The abolition of the 1982 law was demanded by the United States. Among the huge haul of diplomatic cables published by WikiLeaks in 2010 was one from Daniel V. Speckhard, the former US ambassador in Athens. Calling for its scrapping, Speckhard described the law as “nothing more than a legal cover for hoodlums to wreak destruction with impunity”.

Syriza is duplicitous. Its 36 deputies voted against the new university legislation, but its new leader, Stefanos Kasselakis—a former trader at Goldman Sachs in the US as well as the owner of several shipping companies—has been a long-time advocate of private universities operating in Greece.
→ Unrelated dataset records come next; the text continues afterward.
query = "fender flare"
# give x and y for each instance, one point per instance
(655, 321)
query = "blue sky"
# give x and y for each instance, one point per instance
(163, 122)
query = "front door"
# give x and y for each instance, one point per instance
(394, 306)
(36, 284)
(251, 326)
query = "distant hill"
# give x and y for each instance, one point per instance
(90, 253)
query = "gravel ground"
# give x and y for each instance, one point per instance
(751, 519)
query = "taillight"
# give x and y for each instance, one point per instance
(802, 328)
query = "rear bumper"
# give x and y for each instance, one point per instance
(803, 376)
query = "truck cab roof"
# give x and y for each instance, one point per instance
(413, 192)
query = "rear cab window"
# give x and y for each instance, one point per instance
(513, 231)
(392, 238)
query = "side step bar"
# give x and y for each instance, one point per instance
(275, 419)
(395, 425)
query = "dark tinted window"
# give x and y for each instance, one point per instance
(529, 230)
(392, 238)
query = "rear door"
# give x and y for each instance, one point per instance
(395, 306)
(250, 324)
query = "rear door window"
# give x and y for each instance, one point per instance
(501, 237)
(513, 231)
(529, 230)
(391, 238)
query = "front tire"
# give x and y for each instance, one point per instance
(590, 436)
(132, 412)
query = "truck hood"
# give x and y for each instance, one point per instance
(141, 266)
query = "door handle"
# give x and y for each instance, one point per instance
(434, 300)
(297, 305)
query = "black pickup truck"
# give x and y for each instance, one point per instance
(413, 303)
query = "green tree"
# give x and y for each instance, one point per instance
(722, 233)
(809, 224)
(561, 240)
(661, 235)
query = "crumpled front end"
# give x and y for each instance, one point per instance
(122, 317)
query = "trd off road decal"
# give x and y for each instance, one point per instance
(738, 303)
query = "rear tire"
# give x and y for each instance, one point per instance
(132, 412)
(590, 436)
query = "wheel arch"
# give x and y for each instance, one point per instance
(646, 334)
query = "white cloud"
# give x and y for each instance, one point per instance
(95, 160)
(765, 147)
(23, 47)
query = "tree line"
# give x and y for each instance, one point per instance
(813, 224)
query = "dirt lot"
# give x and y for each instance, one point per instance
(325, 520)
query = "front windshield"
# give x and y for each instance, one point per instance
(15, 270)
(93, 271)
Kasselakis wrote a series of anti-working-class screeds for the right-wing Greek-American National Herald newspaper between 2007 and 2015. In 2007, he expressed support for the attempts of Karamanlis to establish private universities. These proposals were also shelved in the face of massive student opposition.

Stefanos Kasselakis, newly elected leader of main opposition party Syriza, speaks to supporters outside the party's headquarters in Athens, Greece, September 25, 2023. [AP Photo/Yorgos Karahalis]

Attacking PASOK for opposing the measures after having initially supported them, Kasselakis wrote, “If [PASOK] had the political courage to support the change, with which [it] initially agreed, students would still have been beaten up by the riot police, but at least the state of education would have been radically challenged and would have changed.”